Naturally, the coffin goes down a few flights of stairs along with the grieving family, before the men think about taking it up to the roof to make use of the window cleaner’s pulley system to lower it down the outside of the building (which for some reason carries the piano to the roof too), and there’s a good gag as the piano hurtles down the stairwell after Sykes, before emerging into the street with the widow (Kathy Staff), riding atop it.

Lots more familiar faces from the British comedy scene here too, with Spike Milligan (in a baffling cameo as a simple, happy street sweeper), Freddie Starr (giving it his best Norman Wisdom), Bob Todd (again!), Sylvia Sims, Paul Shane (who gets one of the best visual gags involving a peephole), Norman Collier, Charlie Drake and Cannon and Ball all making appearances.

In fairness, despite expecting this to be a bit of a hokey collection of gags with the odd bit of misogyny thrown in, I found myself laughing out loud a few times – Paul Shane’s peephole gag, Freddie Starr surreptitiously measuring up a colleague who looks unwell, Bobby Ball drenched and angry, and an incident with a low bridge all got a chuckle out of me.

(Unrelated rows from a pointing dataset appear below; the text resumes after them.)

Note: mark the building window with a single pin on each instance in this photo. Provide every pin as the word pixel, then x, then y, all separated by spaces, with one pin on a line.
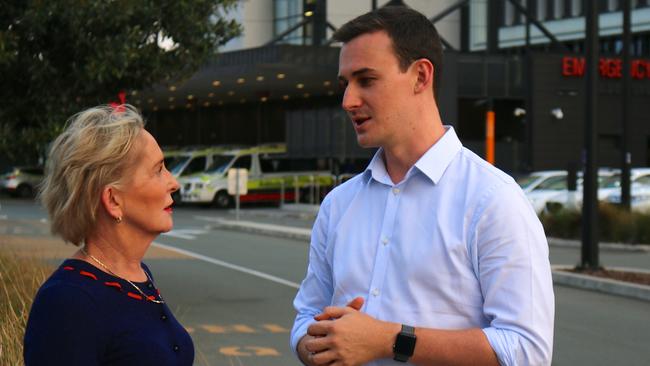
pixel 509 14
pixel 541 10
pixel 288 13
pixel 576 8
pixel 558 9
pixel 612 5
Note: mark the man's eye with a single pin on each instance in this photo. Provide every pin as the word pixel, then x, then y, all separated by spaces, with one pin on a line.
pixel 365 81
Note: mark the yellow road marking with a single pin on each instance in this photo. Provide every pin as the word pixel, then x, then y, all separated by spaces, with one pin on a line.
pixel 242 328
pixel 217 329
pixel 274 328
pixel 232 351
pixel 264 351
pixel 237 351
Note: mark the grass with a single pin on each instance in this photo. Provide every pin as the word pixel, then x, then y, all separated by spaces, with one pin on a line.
pixel 20 278
pixel 614 224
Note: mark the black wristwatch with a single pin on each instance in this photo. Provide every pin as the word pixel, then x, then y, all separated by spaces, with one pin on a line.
pixel 404 344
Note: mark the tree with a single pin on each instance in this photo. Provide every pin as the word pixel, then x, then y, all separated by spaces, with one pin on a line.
pixel 58 57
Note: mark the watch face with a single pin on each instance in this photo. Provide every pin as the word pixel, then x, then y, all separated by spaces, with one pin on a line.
pixel 405 344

Naturally, chaos ensues. The coffin is lost, found, dropped on top of a lorry, heavily damaged, drenched by an unrelenting downpour, but eventually makes it to the church along with the now-bedraggled team of undertakers, having delayed numerous other services, and interrupting the wedding of Rula Lenska and Dennis Waterman (because of course it does), while the parking warden – having survived being buried in sand – gives every car in the street a ticket.

The final shot sees the grieving wife and daughter (Kathy Staff and Gabrielle Drake), return to their flat after an emotionally exhausting day, only to realise Mr H wasn’t in the coffin, and is still lying in state on his marital bed.

If Rhubarb Rhubarb’s twist ending wasn’t enough for you, then this one is practically Shyamalan-esque.


As mentioned earlier, elements of these shorts have not aged well. The women in each film are either stern, matronly caricatures or saucy postcard fantasy figures whose sole purpose is to distract the lecherous men from their tasks.

Even putting that aside, the debt owed to The Music Box by Mr H Is Late is enormous, and while Sykes and the cast do well with the sets and limited budget, I’d return to Laurel and Hardy over this one any day.

That being said, there are some strong gags here, and each film is an enjoyably old-fashioned way to pass a half hour. As someone who grew up when Mr Bean was drawing decent viewing figures, I had no idea these were forerunners of Rowan Atkinson’s creation, so it’s nice to see the influence down the line.

They feel like something I might once have watched with a grandparent, but will I watch either of them again? I dunno, but I won’t write it off – certainly, from a technical point of view, I want to see Rhubarb Rhubarb again to see if I can work out how they pulled off one or two of the practical effects on the putting green, but honestly, I’m not in that much of a rush.

Entertaining enough to enjoy with a cup of tea on a rainy afternoon and spot some once-famous faces though, and the sort of episodes I could easily see becoming fan favourites if Talking Pictures TV managed to get the rights to them.